February 2021
The Return of the Peace Processors
By Shany MorFor decades, America's foreign-policy establishment has, in the name of peace, incentivized conflict in the Middle East. Now that it's back in power, can it learn from its mistakes?
To many, the end of the Trump era feels like a restoration period, when old habits and frameworks can be put back in the position they held before the man from Queens came and upended the place. There is no doubt much truth to this idea, but it would be a mistake to see it as universally desirable. On foreign policy, there is likely no going back to the elite consensus from left and right regarding unfettered free trade and accommodation with China that reigned for decades before 2016. Something there has cracked open, and, in a quiet but palpable manner, there is no constituency in American politics right now that wants to put it back together.
Toward the less consequential but more emotive region of the Middle East, which has seen enormous change in the last few years, one might think that now too is a good moment to reevaluate the old habits of mind that were flung aside, sometimes wisely, sometimes with a reckless abandon, by the previous administration. But going by the signals sent by the Biden team—staffed, like their chief, by women and men with long careers—little reevaluation seems likely to happen: unlike with the issue of China, those now in the halls of American power seem set on gluing back together the cracks in the Middle East consensus. Perhaps it is because, also unlike with the issue of China, there is a large constituency that preferred things just the way they were.

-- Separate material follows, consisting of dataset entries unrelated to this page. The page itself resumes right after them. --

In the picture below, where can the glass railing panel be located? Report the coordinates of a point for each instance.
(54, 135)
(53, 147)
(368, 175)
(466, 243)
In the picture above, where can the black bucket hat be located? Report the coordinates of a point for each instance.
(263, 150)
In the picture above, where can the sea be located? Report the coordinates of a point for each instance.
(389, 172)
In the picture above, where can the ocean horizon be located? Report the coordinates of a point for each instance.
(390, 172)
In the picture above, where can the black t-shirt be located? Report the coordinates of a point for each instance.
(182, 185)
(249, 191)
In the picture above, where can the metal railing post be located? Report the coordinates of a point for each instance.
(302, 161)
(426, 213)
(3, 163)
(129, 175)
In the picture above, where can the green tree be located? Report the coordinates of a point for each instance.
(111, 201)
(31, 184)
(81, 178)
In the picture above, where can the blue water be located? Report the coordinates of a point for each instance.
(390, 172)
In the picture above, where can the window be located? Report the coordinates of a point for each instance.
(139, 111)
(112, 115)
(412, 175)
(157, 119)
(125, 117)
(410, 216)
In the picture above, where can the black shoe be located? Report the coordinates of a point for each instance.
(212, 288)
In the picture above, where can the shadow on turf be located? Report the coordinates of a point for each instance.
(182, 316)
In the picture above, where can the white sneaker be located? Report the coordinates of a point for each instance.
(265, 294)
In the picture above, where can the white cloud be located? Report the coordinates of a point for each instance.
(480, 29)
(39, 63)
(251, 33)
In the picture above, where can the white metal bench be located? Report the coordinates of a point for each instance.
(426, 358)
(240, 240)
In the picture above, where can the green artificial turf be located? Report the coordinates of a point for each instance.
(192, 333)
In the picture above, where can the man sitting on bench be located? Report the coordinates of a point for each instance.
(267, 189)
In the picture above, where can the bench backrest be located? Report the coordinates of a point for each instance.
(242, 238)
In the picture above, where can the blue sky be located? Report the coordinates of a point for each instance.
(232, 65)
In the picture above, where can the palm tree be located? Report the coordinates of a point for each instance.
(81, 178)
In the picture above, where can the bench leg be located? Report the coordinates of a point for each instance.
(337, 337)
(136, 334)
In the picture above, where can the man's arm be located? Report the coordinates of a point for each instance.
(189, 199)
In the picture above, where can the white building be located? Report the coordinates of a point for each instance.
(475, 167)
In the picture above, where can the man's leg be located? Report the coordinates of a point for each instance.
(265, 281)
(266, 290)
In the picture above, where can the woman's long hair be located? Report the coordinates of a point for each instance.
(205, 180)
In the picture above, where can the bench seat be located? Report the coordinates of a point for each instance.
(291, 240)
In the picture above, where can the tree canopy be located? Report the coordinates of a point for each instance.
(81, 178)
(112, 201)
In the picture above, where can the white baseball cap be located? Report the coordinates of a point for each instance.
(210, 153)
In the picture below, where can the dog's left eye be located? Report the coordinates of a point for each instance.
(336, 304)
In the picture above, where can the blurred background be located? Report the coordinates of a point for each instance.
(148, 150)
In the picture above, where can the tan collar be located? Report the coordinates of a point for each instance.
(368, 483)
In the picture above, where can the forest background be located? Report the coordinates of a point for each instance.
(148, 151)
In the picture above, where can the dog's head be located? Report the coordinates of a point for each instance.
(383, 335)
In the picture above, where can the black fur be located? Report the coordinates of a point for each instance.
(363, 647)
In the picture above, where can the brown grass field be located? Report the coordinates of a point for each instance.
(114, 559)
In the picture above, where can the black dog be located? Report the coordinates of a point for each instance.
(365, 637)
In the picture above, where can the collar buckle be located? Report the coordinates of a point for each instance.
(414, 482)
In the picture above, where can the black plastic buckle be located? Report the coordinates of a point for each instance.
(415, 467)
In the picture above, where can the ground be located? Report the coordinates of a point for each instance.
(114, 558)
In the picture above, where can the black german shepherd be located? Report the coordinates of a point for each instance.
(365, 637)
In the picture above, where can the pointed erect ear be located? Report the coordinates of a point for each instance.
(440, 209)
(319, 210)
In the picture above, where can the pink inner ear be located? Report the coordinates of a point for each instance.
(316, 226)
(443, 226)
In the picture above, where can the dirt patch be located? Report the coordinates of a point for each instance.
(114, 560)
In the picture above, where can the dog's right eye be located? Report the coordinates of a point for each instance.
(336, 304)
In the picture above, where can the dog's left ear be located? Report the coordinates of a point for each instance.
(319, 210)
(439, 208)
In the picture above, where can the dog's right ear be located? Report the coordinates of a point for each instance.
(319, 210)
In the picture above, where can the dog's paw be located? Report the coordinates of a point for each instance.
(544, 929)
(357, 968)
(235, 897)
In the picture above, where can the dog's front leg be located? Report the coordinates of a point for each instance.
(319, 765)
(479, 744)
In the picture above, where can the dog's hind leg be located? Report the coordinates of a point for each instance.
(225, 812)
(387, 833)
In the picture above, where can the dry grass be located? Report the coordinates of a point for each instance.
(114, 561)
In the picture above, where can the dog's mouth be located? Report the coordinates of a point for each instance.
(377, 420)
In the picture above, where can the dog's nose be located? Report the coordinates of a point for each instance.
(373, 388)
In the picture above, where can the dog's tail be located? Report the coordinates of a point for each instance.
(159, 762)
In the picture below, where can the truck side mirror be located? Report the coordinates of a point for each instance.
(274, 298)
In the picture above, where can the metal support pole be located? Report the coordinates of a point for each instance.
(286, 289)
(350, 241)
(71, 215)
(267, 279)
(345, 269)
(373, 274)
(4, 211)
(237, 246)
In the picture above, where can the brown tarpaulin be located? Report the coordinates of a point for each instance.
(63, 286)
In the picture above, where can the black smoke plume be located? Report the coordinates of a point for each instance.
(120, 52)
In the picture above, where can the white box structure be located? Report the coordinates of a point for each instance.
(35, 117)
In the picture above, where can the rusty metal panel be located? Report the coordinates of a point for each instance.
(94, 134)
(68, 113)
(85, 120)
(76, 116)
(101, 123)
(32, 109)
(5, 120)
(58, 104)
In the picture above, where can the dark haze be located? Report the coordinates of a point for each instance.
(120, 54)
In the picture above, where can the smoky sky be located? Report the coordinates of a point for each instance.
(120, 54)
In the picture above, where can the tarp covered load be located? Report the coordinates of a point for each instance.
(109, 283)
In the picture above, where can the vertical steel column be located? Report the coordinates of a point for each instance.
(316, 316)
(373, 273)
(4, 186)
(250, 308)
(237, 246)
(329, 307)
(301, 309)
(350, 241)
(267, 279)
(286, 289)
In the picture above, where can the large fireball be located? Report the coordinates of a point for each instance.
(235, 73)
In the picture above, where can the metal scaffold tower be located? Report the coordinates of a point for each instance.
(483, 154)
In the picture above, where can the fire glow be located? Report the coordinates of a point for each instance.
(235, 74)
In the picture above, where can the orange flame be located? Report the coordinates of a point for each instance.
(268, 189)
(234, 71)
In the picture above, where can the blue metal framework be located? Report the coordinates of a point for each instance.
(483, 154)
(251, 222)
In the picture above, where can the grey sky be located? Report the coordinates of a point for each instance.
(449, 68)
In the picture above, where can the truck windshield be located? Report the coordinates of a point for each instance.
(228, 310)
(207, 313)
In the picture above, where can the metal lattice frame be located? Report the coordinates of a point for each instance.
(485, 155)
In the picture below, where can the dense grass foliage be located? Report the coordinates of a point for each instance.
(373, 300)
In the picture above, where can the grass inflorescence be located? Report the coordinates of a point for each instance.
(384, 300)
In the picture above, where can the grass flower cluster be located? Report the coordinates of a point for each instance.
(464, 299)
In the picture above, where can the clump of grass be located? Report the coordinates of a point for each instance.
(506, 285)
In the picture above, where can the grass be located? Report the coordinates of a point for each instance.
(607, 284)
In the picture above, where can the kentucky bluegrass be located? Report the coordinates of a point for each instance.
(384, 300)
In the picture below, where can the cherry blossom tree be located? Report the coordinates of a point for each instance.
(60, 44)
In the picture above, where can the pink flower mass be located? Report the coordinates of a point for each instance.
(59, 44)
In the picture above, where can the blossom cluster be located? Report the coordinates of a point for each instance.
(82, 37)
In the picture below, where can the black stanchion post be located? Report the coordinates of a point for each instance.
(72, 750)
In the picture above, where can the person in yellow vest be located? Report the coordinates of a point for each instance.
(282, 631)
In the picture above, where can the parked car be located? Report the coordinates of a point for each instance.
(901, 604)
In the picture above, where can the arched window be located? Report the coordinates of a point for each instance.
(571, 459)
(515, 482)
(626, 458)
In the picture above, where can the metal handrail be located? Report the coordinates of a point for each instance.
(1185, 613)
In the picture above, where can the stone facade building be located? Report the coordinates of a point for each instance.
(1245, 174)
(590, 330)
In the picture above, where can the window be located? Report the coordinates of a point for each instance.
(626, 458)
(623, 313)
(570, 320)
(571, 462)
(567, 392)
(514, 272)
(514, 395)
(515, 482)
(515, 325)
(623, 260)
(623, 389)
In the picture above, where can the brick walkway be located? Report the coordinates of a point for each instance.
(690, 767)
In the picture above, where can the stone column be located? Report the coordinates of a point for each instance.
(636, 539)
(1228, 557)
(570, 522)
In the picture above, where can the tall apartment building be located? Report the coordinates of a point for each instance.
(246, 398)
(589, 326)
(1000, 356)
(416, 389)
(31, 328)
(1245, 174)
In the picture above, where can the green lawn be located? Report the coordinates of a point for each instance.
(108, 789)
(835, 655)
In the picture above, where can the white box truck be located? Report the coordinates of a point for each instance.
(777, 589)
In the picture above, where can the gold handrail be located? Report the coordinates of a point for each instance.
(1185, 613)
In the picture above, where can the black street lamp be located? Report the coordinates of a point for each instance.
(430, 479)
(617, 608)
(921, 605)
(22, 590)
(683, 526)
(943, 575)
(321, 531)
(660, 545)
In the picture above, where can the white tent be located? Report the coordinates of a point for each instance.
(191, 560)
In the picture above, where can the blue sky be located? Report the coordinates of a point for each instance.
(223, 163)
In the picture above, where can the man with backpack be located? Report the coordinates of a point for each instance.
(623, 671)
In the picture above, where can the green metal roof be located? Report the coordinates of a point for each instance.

The establishment conversation on Israel and its neighbors has been dominated for more than 30 years by members of a guild who have recently come to be referred to (often with a certain measure of snark) as the peace processors. Until recently, they have only ever been criticized from circles outside of official power (left-wing Israel-haters, right-wing isolationists, the Iran lobby, assorted Assad apologists, and so on); within the community of intellectuals, practitioners, journalists, civil servants, congressional-committee staff, and think-tank denizens who define the consensus on such matters, the dominance of peace-processor habits of mind have rarely been questioned. They’ve largely managed to escape partisan sniping too, a rarity in contemporary Washington. (Many of them are Democrats or moderate liberals, but a large cohort also served in the Reagan and both Bush administrations.)